Национал-большевик Роман Коноплев — автор книги «Евангелие от экстремиста». Я услышала о книге от Алексея Голубовича. Собственно, он, друг автора, там был одним из основных героев. Собственно, книга заканчивается тихим кошмаром суда над Алексеем. Собственно, книга почти вся — о национал-большевиках. Я рада, что мне повезло ее прочитать. Роман, спасибо вам за эту книгу. Забавно: вы своего героя, Голубовича, проводили в тюрьму, а я его встретила…
Это был бунт. Может быть, не бессмысленный. Может быть, не беспощадный. Но это был очень спокойно брошенный взгляд так глубоко, куда обычно заглядывать простым смертным не полагается. Это было выступление против… вождя.
Вождь… В книге он сидел на какой-то чужой кухне растерянным, испуганным, запутавшимся человеком. Какие-то дикие идеи каких-то диких переворотов, «заранее обреченные на полнейший провал»… Какие-то нелепейшие попытки закупки какого-то нелепейшего оружия… Апокалиптичный Тишин:
— Рома, Эдуард Вениаминович просто хочет красиво получить пулю…

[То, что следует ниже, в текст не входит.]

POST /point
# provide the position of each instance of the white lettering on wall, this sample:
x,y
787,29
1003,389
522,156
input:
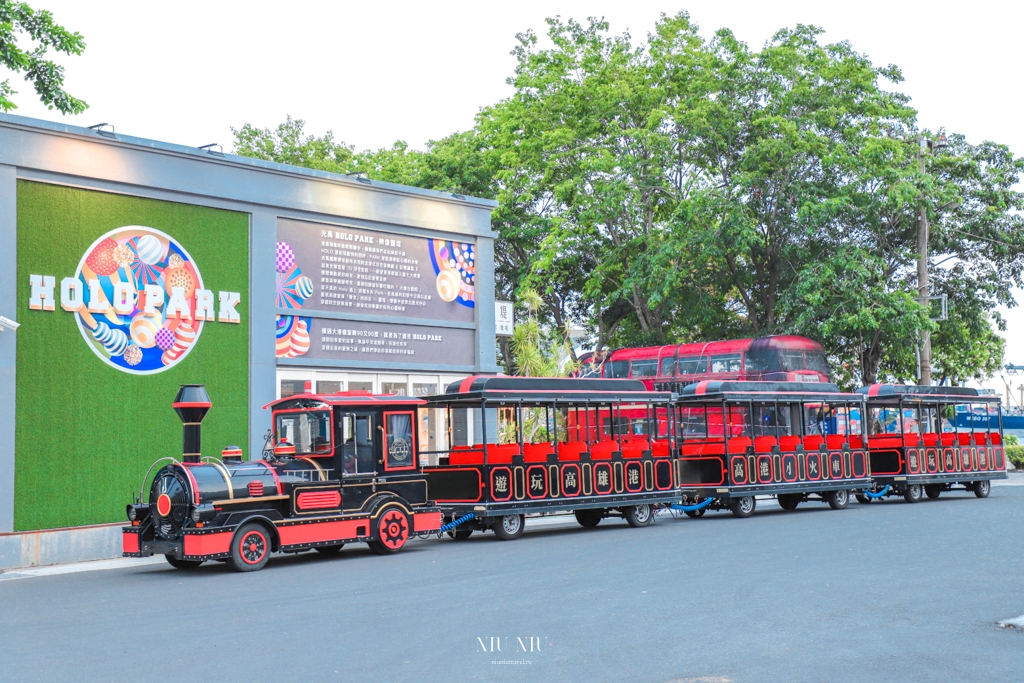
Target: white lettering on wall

А собственное войско его — с его какими-то новыми «телегами», «катящимися» уже из тюрьмы, — уже не принимает. «Вождь давно убит. То, что сейчас перед нами, — дурно состряпанный двойник, Вождя подменили в тюрьме. И он нам теперь лжет… Лимоновец и нацбол — абсолютно не одно и то же…» И скрытый гнев во взгляде бойцов, гробящихся за идею: мы достойны своего вождя. Но надо, чтобы сам вождь оказался теперь нас достоин…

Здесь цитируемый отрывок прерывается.